Anti-equality voices continue to tout Bradley Effect as if it's a good thing

by Jeremy Hooper

Of a new poll in Minnesota that shows the marriage amendment fight at what's basically an even split (47% for discrimination, 46% opposed; 7% undecided), the so-called Minnesota For Marriage coalition writes this:

KSTP also reported on a new study of 167 polls in 30 states showing that the lead could be closer to 7% because of a pattern of voters giving pollsters what they believe to be a politically correct response by saying they oppose, rather than support, the amendment. Other pollsters agree. Recently, the Director of Public Policy Polling said that he does not “believe polls showing majority support for gay marriage” because “any time there is a vote, it doesn’t back it up.”

“We aren’t relying on speculation,” said Helmberger. “We are certain that the combination of our TV ads, the surge we are seeing in churches, and the sacrificial hard work of our grassroots network will finish the job and preserve marriage as between one man and one woman in our constitution where judges and politicians can’t meddle with it.”
[SOURCE]

I've speculated on this phenomenon before, but I think it bears repeating in this election cycle. I really think those in the state anti-equality campaigns who keep touting this meme about voters being more discriminatory behind closed doors than they are in public need to remember that the Bradley Effect is *NOT A GOOD THING*!

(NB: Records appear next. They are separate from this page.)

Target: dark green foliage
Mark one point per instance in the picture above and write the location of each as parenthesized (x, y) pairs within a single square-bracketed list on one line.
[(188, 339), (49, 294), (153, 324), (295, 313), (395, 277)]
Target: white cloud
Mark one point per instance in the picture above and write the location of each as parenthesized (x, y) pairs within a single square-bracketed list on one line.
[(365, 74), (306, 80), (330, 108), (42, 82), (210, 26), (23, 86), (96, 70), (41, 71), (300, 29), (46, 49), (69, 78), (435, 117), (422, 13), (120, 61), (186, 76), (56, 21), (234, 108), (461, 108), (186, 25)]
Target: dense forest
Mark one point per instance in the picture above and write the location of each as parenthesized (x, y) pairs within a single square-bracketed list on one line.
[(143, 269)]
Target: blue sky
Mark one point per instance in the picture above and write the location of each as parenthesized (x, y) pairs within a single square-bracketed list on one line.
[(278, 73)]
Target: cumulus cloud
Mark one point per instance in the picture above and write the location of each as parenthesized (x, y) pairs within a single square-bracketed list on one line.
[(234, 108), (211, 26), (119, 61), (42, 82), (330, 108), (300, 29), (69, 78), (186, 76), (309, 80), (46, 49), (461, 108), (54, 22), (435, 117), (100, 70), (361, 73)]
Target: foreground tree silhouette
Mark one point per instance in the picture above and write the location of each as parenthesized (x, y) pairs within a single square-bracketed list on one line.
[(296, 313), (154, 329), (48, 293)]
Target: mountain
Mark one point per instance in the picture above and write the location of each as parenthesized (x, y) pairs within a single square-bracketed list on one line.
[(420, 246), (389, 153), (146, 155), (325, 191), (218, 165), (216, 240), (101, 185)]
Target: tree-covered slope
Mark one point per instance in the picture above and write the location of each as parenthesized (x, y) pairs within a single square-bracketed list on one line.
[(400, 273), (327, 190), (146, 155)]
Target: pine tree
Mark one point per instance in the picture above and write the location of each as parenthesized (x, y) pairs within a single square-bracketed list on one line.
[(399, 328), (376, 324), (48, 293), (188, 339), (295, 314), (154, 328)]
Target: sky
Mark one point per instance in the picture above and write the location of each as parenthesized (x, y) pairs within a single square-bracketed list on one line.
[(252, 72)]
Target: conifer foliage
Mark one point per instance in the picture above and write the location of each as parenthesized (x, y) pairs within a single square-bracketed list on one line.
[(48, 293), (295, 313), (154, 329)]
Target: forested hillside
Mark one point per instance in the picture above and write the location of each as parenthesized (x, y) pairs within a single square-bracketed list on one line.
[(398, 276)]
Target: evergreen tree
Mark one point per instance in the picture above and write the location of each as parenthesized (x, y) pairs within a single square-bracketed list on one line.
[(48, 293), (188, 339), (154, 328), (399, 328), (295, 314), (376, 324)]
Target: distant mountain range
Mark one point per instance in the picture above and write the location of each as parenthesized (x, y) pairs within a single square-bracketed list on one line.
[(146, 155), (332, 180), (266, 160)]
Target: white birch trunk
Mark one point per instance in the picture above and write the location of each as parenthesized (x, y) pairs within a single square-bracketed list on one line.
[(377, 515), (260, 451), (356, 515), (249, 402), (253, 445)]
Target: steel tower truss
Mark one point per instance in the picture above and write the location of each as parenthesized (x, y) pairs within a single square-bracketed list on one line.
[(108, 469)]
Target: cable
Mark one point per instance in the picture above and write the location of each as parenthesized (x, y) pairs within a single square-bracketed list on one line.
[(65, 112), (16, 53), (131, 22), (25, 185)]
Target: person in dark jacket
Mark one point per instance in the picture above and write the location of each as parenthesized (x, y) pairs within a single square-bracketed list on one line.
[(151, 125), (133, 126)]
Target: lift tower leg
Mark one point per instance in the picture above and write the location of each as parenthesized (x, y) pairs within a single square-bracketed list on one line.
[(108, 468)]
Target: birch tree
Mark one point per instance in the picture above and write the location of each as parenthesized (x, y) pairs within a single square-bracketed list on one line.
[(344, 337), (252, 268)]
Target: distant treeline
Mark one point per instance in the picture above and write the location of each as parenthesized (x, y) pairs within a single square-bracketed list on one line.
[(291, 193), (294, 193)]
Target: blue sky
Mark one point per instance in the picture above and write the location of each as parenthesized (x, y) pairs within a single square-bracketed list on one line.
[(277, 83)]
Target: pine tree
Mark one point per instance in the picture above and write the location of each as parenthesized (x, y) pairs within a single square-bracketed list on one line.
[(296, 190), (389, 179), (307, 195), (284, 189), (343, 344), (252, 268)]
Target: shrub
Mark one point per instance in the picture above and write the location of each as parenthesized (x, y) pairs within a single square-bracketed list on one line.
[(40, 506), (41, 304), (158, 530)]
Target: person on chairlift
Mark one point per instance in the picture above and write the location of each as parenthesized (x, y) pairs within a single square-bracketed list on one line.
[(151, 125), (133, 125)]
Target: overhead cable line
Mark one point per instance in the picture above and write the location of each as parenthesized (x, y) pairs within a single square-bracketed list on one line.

If people are saying they are going to support their LGBT friends and neighbors in public, then that means, by and large, that they know in their hearts that standing up against unfair treatment is the right thing to do. If these same people then turn around and cast a different vote when they know they can "get away with it," then that speaks to prejudice, not principle. With the person for whom the effect was named, this public-private dance applied to race, while the one that Minnesota For Marriage is touting applies to sexual orientation. But it's implications are cynical and disturbing in both instances. The Bradley Effect is not some proud political wisdom to tout, even if it holds a degree of truth. It's a hurtful reminder, not a hopeful goal on which to hang your electoral hat.

Considering the frequency with which I see the other side's campaign heads pushing this meme, I know that what I am saying is lost on them. It won't, however, be lost on history.